Goal: as a part of Udacity's Data Analyst Nanodegree Program, you need to convey findings from the dataset through transforming exploratory visualizations into polished, explanatory visualizations.

This project has two parts that demonstrate the importance and value of data visualization techniques in the data analysis process. In the first part, you will use Python visualization libraries to systematically explore a selected dataset, starting from plots of single variables and building up to plots of multiple variables. In the second part, you will produce a short presentation that illustrates interesting properties, trends, and relationships that you discovered in your selected dataset.

Data

Bay Wheels, previously known as Ford GoBike (https://www.lyft.com/bikes/bay-wheels) is a regional public bike sharing system in San Francisco Bay Area, California.
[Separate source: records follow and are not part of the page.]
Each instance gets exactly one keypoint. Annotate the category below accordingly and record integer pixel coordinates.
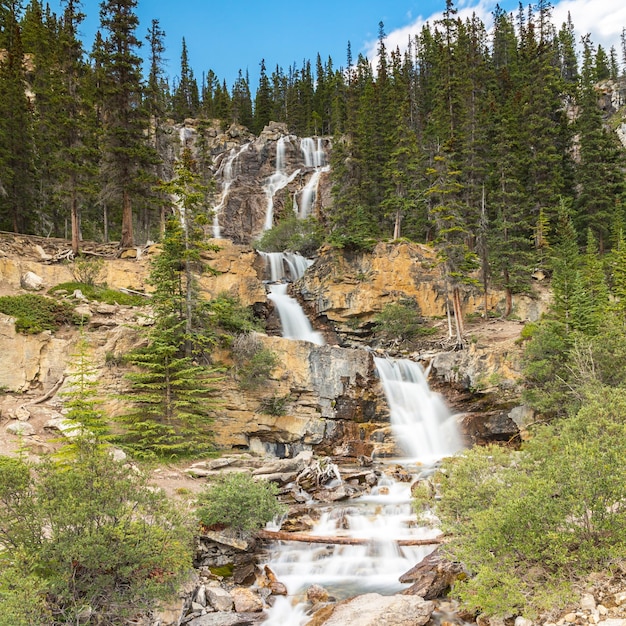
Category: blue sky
(229, 35)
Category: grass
(35, 313)
(100, 293)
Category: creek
(424, 430)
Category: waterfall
(285, 265)
(385, 516)
(227, 171)
(277, 181)
(312, 152)
(422, 424)
(294, 322)
(314, 157)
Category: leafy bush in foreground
(92, 535)
(237, 501)
(528, 524)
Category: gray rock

Bay Wheels is the first regional and large-scale bicycle sharing system deployed in California and on the West Coast of the United States with nearly 500,000 rides since the launch in 2017 and had about 10,000 annual subscribers as of January 2018. The dataset used for this exploratory analysis consists of Bay Wheels's trip data for public use for February 2020, which you can find here. https://www.lyft.com/bikes/bay-wheels/system-data

Getting started

You need an installation of Python, plus the following libraries:

numpy pandas matplotlib.pyplot seaborn Motivation

After exploratory data analysis using visual tools in Python, and its libraries.

Key findings:

In this project I was curious to answer following question:

  • When are most trips taken in terms of time of day, day of the week, or month of the year?
  • How long does the average trip take?
  • Does the above depend on if a user is a subscriber or customer?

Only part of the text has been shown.